Museum at LA's Hall of Justice to feature jail cell occupied by famous felons

LOS ANGELES (KABC) -- Fragments of the Los Angeles County Sheriff's Department's history have been stored in books and boxes throughout the years. A catalog of 165 years of photos and relics will now be moved into a new museum in the basement of the renovated Hall of Justice in downtown Los Angeles, where it will offer visitors a look into the building's past.

The jail was a state-of-the-art facility when it opened in 1925, but deputies soon learned it had significant security flaws.

"The first year, we had nearly 20 escapes," said LASD historian Michael Fratantoni. "The first escape was a 16-year-old kid [who] attempted to climb down the building -- the classic, tying sheets together.

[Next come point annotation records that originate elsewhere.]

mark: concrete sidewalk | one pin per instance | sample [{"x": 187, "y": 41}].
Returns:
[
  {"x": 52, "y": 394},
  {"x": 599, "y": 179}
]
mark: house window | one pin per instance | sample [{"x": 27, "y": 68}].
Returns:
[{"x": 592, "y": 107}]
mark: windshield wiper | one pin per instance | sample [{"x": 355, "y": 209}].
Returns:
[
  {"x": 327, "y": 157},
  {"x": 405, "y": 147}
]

He actually fell to his death."

PHOTOS: L.A.'s Hall of Justice once home to notorious criminals


The jail housed notorious serial killer Charles Manson, Robert Mitchum and Sirhan Sirhan, who killed Sen. Robert F. Kennedy. It also housed many common folks too, especially in the late 1800s when people were just plain-hungry.

"People were getting arrested, basically, just to come to the county jail for a meal," Fratantoni said.

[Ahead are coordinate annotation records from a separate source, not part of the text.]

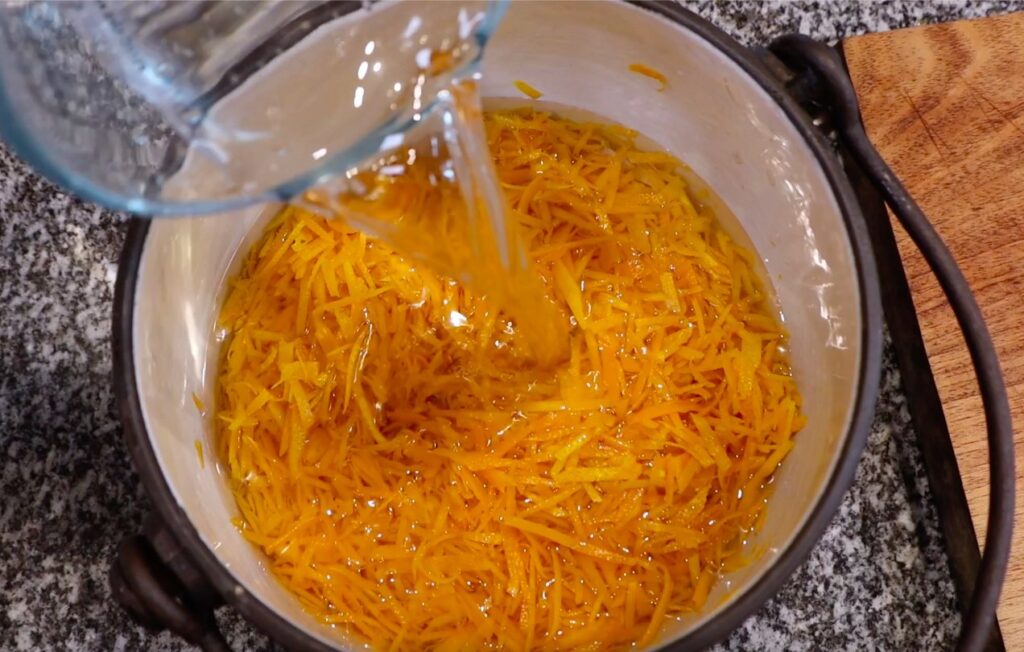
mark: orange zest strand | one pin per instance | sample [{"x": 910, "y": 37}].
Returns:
[
  {"x": 527, "y": 90},
  {"x": 647, "y": 71},
  {"x": 417, "y": 480}
]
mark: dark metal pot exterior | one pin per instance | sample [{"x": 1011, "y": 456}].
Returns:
[{"x": 176, "y": 522}]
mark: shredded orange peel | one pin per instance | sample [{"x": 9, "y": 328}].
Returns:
[
  {"x": 653, "y": 74},
  {"x": 414, "y": 478}
]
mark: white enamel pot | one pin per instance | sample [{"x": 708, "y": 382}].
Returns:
[{"x": 725, "y": 115}]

On his first day in his new office in the Hall of Justice, Sheriff Jim McDonnell says that history is what both the public and the department learns from.

"We stand on the shoulders of those who came before us," McDonnell said. "It's our duty to be able to build on that foundation and leave things better for the future generations than they were for us."

There's no estimate on when the museum will open. Fratantoni says there's a mountain of work still ahead to archive a century-and-a-half of true crime and true crime-solving.